What are the benefits of making provisions for repayment of Mortgage Loans
Policies like mortgage insurance or any other alternative arrangements like the critical illness cover, income protection cover or life insurance come into effect on the borrower’s inability to work due to illness, accident or death. Each policy adopts different guidelines to meet the borrower’s financial requirements in full or part.
What are the drawbacks of not making provisions for repayment of Mortgage Loans?
Unless such options to cover the mortgage repayment are in place, the legal heirs not only have to deal with personal loss, but need to worry about meeting repayment schedules as before. Inability to meet the payments would result in loss of property along with all investments made on the property.
Why You Should Consult a Broker to Buy Mortgage Insurance?
Brokers play an important role in the arrangement of transactions between the buyers and sellers. However, they do it for a particular commission. They also play an indispensable role in the purchasing of mortgage insurance. Thus, it is important to know why you should consult a broker to buy mortgage insurance.
By definition mortgage insurance is a policy of insurance which ensure that the investor is compensated for his loss in case there occurs a hazard because of a mortgage loan or default. There are different types of this program and there is no way but to consult a broker to guide you better in this regard. The reason is that a registered and professional broker can give you a better insight of the mortgage insurance. In this regard, he would be in a much better state to tell you about:
- Interest rate, how to lock it and for how long
- The Annual Percentage Rate
- Costs associated other than this program
- Grace period
- The deadline when the payments will be due
- Length of the loan
- Balloon payment at the end of the loan
- Chances of the loan getting sold
- Appraised value of the property
- Details about the credit report
In a nutshell, the broker is necessary to be consulted because he helps you in getting a better picture of the situation and saves you from the misery of staying confused with all the legalities and associated procedures in this regard. So, conclusively, a broker can aid a lot in providing you with the proper information but yes, at a monetary cost.

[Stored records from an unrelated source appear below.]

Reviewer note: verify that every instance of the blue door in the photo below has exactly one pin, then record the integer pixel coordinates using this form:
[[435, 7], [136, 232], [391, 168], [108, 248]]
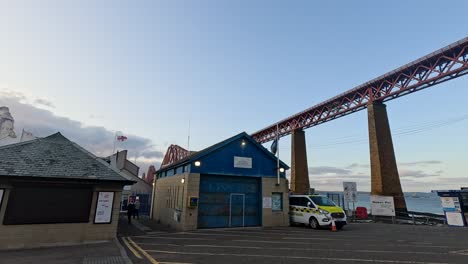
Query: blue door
[[229, 201]]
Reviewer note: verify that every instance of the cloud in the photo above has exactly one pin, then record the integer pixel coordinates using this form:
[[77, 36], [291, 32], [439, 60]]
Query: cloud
[[44, 102], [357, 165], [416, 174], [422, 162], [97, 139], [321, 170]]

One of the common alternatives to the option of consulting a broker is that you can go for the research yourself. It involves researching and digging out the minute details of the topic yourself. Of course, it is time-consuming but it saves you the money that is otherwise spent on the broker.
Main Benefits of Mortgage Insurance
The major benefit of consulting the broker is that you can acquainted with all the minute details, legalities and associated facts and figures really quickly without having to waste a lot of time on the research yourself. Moreover, his information is also seasoned by experience in the field which is sometimes more important than the information itself.
Main Drawbacks
The drawback of consulting the broker is that all of his advice and suggestions come with a fee and you might not be willing to do so in some cases. Moreover, there is a high chance of fraud in the scenario that the broker turns out to be unregistered. However, the latter drawback can be eradicated by confirming the authenticity of the broker prior to making the deal.